A lack of internal controls in the computer system meant that employees could manually modify just about anything without a supervisor’s approval. Beyond safety check expiration dates, clerks could change a vehicle’s recorded weight, registration expiration month and “stoppers,” such as unpaid fines, that prevent someone from getting a new license.

Safety vehicle check inspection falsify falsifying station
Cars that pass inspection get a sticker indicating when their safety check will expire. (Kevin Fujii/Civil Beat/2023)

To avoid detection, at least one clerk accepted documents from a car dealer outside the office and sneaked them in through the clerk’s bag, a city report said. The whole thing was captured by a security camera.

The lack of internal controls is very concerning, said Honolulu City Councilman Tyler Dos Santos-Tam, who chairs the council’s transportation committee.

“If anybody in the department can just willy-nilly make changes, that raises serious questions,” he said. “Imagine if a car were used in the purpose of crime and someone goes in and changes the record afterward, or before … There are a lot more nefarious things that could’ve happened and maybe did.”

According to Customer Services’ oldest employee, the system has been in place since the 1970s, Hashiro said. The department is now working with the city IT department to upgrade its systems. In the meantime, the department is requiring clerks to provide more documentation to justify their actions.

“In the future, when the system is replaced, we want rule-based controls, where certain fields cannot be modified by an employee, and if that was required, a supervisor would need to be involved,” she said.

Since the misconduct was discovered, Hashiro said the department has also increased employee ethics training from every two years to annually. 

“We understand that our employees have a lot of interaction with the public, and they might be approached by different people,” she said. “It’s important (for them) to know that their jobs give them access to information and they need to take that seriously and operate with the utmost professionalism.”

Hashiro said she didn’t know whether the employees were getting money or other bribes for the special treatment.

The DCS supervisor who wrote up the findings suspected collusion. 
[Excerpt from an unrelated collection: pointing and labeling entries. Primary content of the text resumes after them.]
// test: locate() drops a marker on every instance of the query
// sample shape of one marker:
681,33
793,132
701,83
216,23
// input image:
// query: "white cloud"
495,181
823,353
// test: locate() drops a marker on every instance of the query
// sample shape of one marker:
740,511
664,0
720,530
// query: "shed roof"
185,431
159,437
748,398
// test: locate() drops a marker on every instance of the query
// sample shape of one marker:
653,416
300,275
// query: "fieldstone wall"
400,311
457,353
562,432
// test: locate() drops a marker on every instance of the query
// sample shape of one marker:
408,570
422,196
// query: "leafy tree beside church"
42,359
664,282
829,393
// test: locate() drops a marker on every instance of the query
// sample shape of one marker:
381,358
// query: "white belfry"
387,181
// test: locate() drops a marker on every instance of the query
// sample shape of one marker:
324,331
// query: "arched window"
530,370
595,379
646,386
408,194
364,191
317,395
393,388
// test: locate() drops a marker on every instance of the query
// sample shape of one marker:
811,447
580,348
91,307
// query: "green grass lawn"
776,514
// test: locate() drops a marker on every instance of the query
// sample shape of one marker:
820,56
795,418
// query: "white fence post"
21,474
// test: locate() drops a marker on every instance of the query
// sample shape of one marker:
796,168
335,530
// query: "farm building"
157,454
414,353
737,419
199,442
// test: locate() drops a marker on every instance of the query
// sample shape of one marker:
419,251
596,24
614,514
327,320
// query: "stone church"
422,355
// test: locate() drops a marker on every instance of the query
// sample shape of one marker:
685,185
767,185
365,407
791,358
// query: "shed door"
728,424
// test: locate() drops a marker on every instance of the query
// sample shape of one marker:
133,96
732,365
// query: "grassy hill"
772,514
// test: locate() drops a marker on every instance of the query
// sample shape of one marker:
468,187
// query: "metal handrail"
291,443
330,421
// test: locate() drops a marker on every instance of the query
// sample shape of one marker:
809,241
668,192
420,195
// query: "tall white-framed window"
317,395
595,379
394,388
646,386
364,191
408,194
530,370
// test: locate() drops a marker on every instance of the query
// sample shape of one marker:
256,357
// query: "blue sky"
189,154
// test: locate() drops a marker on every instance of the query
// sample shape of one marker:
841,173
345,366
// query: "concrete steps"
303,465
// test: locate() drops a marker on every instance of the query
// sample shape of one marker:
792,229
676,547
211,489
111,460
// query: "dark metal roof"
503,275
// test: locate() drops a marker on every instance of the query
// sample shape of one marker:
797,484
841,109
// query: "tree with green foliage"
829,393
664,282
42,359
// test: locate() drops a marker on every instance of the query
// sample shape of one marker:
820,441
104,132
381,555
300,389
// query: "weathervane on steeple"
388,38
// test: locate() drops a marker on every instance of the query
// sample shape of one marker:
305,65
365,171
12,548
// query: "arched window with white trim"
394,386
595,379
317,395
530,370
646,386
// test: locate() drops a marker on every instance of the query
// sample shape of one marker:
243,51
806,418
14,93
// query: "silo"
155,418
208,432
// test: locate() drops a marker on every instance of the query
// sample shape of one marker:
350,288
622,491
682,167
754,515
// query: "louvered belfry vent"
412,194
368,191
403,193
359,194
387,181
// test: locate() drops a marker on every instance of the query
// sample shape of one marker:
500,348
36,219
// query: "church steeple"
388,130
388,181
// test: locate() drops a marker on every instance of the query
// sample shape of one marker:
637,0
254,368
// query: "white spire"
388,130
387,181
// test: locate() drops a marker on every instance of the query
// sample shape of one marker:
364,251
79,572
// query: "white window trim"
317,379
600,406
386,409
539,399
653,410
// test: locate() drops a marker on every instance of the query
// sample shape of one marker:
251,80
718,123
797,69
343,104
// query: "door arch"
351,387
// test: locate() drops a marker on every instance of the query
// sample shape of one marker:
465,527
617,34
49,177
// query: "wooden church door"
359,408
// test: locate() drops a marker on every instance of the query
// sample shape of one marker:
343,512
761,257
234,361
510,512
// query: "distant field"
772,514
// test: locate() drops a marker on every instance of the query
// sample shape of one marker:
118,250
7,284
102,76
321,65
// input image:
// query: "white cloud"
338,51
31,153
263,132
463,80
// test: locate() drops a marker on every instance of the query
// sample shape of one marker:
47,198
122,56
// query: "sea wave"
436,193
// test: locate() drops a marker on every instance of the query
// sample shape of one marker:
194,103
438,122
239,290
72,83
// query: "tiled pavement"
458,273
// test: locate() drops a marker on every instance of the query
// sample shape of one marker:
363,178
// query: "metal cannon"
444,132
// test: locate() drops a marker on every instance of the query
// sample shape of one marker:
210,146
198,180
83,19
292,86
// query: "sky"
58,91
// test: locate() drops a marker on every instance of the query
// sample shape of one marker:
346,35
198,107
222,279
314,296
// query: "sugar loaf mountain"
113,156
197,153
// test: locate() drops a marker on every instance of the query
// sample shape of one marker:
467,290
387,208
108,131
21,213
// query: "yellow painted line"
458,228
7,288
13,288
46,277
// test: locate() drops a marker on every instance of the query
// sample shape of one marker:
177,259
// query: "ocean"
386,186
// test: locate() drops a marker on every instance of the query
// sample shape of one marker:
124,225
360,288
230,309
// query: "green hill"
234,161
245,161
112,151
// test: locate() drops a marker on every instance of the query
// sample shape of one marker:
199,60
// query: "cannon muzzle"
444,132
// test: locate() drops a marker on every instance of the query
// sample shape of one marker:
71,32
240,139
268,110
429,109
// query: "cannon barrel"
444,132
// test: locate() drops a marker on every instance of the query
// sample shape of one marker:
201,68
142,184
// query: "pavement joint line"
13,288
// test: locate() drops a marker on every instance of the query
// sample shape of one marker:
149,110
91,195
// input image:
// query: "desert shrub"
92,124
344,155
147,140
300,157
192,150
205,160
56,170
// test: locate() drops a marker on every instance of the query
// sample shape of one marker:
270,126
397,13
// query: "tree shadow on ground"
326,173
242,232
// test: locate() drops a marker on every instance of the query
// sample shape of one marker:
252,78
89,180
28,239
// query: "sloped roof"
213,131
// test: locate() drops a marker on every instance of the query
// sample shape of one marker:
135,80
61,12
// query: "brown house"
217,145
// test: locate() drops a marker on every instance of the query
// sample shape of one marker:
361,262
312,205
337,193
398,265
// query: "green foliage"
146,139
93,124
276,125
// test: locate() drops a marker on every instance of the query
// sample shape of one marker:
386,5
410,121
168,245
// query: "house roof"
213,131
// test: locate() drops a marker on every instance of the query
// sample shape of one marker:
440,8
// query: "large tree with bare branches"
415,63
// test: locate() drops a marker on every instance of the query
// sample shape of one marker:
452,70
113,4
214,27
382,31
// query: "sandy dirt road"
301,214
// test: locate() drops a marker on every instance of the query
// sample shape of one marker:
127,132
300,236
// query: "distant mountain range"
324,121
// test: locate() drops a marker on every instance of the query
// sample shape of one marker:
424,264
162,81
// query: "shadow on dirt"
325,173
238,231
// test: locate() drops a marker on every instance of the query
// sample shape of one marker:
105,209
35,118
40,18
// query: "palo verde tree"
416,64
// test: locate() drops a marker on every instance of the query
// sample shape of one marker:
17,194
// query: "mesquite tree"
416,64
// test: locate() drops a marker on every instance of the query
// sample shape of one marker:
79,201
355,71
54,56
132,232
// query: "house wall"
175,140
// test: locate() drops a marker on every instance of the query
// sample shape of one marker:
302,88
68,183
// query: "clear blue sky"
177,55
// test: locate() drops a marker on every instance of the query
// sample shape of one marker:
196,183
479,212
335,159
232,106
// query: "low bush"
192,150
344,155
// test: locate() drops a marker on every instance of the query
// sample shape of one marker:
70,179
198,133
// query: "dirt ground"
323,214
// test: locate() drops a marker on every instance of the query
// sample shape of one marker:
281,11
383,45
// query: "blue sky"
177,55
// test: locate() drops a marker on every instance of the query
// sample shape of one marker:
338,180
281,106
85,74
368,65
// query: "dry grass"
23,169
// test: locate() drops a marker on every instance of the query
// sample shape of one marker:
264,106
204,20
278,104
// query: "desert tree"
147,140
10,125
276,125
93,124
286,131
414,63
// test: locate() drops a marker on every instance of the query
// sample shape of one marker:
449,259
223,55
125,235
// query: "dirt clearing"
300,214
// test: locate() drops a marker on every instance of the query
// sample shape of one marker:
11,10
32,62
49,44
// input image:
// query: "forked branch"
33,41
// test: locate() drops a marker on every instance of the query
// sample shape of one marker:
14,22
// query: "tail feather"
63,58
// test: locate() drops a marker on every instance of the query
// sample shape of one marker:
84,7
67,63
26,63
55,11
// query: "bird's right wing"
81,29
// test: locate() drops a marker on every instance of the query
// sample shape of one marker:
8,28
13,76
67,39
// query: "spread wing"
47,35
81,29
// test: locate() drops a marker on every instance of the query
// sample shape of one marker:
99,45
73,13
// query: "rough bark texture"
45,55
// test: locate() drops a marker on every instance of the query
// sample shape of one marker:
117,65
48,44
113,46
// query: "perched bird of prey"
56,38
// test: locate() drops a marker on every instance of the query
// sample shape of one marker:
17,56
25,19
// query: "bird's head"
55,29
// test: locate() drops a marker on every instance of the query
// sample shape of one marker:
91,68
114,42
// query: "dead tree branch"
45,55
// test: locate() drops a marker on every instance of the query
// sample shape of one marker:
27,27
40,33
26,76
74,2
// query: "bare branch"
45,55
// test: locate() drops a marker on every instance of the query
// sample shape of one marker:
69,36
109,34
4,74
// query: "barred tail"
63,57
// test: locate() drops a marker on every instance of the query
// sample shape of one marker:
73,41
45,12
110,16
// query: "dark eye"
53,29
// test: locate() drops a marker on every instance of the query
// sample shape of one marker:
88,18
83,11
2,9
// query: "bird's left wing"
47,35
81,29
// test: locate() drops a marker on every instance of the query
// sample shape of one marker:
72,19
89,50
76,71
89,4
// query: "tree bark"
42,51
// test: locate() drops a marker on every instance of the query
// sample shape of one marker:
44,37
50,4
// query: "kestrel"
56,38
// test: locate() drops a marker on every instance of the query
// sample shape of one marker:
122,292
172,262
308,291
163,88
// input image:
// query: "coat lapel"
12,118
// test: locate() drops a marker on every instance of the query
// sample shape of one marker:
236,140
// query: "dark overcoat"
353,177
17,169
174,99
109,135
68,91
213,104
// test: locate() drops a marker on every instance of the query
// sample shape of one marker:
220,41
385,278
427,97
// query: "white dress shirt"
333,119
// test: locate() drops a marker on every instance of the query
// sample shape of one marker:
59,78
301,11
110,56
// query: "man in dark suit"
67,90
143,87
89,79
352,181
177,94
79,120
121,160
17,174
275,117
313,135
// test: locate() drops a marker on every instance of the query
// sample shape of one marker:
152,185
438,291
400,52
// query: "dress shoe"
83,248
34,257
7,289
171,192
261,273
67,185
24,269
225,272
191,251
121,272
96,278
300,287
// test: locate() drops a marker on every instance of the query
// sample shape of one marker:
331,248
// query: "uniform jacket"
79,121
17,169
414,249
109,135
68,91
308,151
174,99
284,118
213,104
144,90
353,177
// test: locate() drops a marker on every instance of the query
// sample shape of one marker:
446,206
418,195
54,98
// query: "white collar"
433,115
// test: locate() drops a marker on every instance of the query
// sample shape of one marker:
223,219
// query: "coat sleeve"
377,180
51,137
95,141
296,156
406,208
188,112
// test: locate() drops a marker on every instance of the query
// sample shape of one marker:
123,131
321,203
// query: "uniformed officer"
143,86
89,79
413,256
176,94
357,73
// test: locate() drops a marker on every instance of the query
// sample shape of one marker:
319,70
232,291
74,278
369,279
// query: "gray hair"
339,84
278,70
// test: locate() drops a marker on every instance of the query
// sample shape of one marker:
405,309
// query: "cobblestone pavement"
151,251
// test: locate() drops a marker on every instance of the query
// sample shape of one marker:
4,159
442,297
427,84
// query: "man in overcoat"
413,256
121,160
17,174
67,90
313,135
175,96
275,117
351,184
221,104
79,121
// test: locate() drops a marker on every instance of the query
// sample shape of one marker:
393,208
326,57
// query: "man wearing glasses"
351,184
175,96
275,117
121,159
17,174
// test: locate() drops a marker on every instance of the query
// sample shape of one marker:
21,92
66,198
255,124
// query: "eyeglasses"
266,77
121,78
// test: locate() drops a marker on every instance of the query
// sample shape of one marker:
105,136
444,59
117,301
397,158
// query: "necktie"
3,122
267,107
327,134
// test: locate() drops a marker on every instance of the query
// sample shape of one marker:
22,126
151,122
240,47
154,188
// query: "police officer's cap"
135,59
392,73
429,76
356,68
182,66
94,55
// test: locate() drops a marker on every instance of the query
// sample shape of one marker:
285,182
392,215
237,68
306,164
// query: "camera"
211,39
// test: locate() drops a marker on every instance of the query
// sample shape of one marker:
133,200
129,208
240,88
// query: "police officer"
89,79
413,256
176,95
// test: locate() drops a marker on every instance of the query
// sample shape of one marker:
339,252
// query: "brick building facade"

“Due to the high number of falsified safety check months between the clerks and dealers, there is a high probability that they were working together and fully aware of the false entries,” the report states. 

Safety vehicle check inspection falsify falsifying station
Safety inspections can reveal expensive problems that used car dealers would rather avoid. (Kevin Fujii/Civil Beat/2023)

The customer service representatives involved were making between $30,000 to $50,000, according to records provided by the Honolulu Department of Human Resources.

As of 2015, Hawaii was one of 11 states that require annual vehicle inspections, according to a federal government report. This year, state lawmakers considered legislation to reduce the frequency of the checks, but the bills did not pass. 

“The state has decided it is critical and important,” Hashiro said.

Following the discovery of the falsified records, the city did not make an effort to contact car buyers nor the dealers that sold the questionable cars, Hashiro said.

“What we’re hoping is that with the employees no longer being at those locations or employed by our department, that the behavior stopped,” Hashiro said.

“The good thing is it’s an annual requirement. So it’s not a long period of time that cars would go between inspections.”